Ахиллес, на чьем плече по-прежнему лежало тело мертвой, но возлюбленной царицы амазонок Пентесилеи, квант-телепортировался в дом побежденного им Гефеста, бога огня, главного художника в божественном сонме, супруга Аглаи, иначе известной под именем Хариты – самой пленительной среди Граций, «воплощенной прелести искусства»; кое-кто поговаривал, будто мастер сотворил ее собственными руками.

Говоря точнее, Гефест перенес Пелида не прямо к себе в чертоги, а к парадному входу.
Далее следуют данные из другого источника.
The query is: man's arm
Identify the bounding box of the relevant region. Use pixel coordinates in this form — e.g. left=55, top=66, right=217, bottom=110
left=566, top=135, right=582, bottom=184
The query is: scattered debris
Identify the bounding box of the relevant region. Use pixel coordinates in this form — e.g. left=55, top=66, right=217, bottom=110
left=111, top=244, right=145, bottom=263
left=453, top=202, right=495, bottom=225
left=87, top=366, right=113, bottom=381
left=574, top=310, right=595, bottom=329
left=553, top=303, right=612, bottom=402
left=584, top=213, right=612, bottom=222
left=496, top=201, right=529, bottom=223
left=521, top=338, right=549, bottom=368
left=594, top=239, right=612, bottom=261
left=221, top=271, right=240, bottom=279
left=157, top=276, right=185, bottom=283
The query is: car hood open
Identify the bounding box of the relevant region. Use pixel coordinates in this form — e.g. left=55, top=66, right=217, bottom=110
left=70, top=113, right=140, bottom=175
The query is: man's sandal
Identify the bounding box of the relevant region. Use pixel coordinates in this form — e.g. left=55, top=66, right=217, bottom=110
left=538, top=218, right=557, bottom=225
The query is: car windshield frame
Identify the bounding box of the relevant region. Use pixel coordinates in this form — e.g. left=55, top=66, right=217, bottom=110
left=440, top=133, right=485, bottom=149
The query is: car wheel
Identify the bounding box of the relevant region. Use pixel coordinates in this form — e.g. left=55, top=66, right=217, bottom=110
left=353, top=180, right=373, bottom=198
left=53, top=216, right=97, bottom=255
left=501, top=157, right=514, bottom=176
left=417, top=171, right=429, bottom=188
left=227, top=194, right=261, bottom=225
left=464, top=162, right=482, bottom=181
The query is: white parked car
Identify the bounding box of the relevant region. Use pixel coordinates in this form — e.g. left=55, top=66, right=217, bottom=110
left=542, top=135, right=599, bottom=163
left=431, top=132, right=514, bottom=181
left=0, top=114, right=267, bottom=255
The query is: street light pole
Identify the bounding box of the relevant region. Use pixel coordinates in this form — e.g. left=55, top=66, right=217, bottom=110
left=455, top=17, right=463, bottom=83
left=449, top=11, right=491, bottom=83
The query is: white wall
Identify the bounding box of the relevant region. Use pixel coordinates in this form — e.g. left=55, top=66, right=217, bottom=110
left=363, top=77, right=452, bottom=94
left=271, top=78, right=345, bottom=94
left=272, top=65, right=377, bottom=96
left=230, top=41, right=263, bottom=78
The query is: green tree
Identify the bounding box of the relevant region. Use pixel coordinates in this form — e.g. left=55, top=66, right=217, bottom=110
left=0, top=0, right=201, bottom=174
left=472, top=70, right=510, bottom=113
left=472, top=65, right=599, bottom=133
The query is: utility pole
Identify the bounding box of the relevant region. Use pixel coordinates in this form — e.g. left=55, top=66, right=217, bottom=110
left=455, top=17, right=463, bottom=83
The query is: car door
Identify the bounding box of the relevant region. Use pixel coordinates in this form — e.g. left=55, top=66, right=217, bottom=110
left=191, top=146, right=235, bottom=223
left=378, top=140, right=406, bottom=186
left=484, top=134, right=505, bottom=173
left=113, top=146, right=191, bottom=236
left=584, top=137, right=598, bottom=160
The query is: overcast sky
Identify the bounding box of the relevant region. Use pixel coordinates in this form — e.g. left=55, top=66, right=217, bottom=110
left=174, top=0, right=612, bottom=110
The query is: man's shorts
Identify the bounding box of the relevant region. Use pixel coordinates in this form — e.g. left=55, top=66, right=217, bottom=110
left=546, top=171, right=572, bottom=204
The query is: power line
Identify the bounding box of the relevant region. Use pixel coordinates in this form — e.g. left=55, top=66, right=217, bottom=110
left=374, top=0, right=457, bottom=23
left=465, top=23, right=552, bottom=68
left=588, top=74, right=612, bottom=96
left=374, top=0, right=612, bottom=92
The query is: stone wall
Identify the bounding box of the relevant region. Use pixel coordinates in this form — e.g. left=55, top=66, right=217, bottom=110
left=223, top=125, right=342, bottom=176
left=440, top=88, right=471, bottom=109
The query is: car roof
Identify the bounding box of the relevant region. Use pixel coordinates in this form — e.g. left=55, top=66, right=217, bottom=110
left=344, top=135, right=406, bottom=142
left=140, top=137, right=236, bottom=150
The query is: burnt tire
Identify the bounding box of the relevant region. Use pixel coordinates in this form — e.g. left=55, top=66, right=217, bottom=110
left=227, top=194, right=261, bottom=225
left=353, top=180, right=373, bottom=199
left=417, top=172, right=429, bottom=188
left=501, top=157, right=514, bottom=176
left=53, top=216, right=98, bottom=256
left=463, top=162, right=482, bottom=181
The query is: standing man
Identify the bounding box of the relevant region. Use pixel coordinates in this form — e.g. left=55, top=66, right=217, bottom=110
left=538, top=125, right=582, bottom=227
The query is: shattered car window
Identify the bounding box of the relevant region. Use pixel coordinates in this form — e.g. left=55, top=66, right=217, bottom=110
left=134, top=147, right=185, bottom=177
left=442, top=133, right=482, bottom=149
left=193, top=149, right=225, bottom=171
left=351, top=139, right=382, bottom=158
Белый камень, белые колонны, белый портик – на первый взгляд ничего особенного, все как у прочих бессмертных. Однако на самом деле хромоногий кузнец устроил себе жилище и просторную мастерскую не где-нибудь, а прорубил его в южной круче Олимпа, вдали от озера кальдеры и тесного скопления храмов-домов. Иными словами, он обитал в пещере.

Хромоногий провел Ахилла внутрь и затворил многочисленные железные двери.

Вырезанная из твердого черного камня сумеречная комната простиралась на сотни ярдов. Повсюду на рабочих столах располагались увеличительные стекла, инструменты, загадочные приспособления и машины в различной степени сборки или же расчленения. В глубине пещеры громко ревел камин; в котле оранжевой лавой пузырилась расплавленная сталь. Ближе ко входу, где бог отделил для себя жилое пространство в бесконечной мастерской, на что указывали удобные ложа, стулья, низкие столики, постель и жаровни, сидели, стояли и расхаживали золотые женщины – печально известные прислужницы Гефеста, клепанные красотки с человеческими очами, металлическими персями и мягкими вагинами из искусственной плоти, а также – если верить молве – с душами, похищенными у живых людей.

Взмахом волосатой руки хозяин очистил от мусора дощатую скамейку.

– Клади ее сюда.

Отпустив хромоногого карлика, сын Пелея с удивительной нежностью и благоговением положил свою ношу.

Лицо Пентесилеи открылось, и целую минуту бог в изумлении пялился на нее.

– Куколка, что и говорить. И сохранилась отменно: узнаю работу Афины. После стольких дней – ни единого пятна. Смотри-ка, даже румянец на щечках. Ты не против, если я загляну под эту тряпку: хотелось бы грудь оценить…

– Только тронь ее или саван, – промолвил Ахилл, – и я тебя прикончу.

Гефест примирительно воздел руки.

– Да ладно, ладно, я же из чистого любопытства…

И хлопнул в ладоши.

– Сначала – еда. Потом обсудим, как нам оживить твою милую.

Золотые прислужницы молча повиновались; вскоре на круглом столе, окруженном пухлыми ложами, появились большие кубки с вином и блюда с горячими яствами. Быстроногий ахеец и волосатый Гефест с охотой набросились на угощение, надолго забыв о разговорах. Разве что в очередной раз требовали добавки или же просили друг у друга передать через стол общую чашу.

Первым делом, для возбуждения аппетита, подали дымящуюся жареную печень, завернутую в кишки молодого барашка, – излюбленную закуску Пелида. Следом – запеченного целиком поросенка с начинкой из маленьких птичек, изюма, каштанов, яичных желтков и мяса с пряностями. Затем на столе возникла свинина, тушенная в кипящем яблочно-грушевом соусе. А служанки-машины продолжали вносить изысканные кушанья, такие как жареную матку самки кабана и маслины с давленым нутом. Венцом обеда стала гигантская рыба, запеченная до хрустящей коричневой корочки.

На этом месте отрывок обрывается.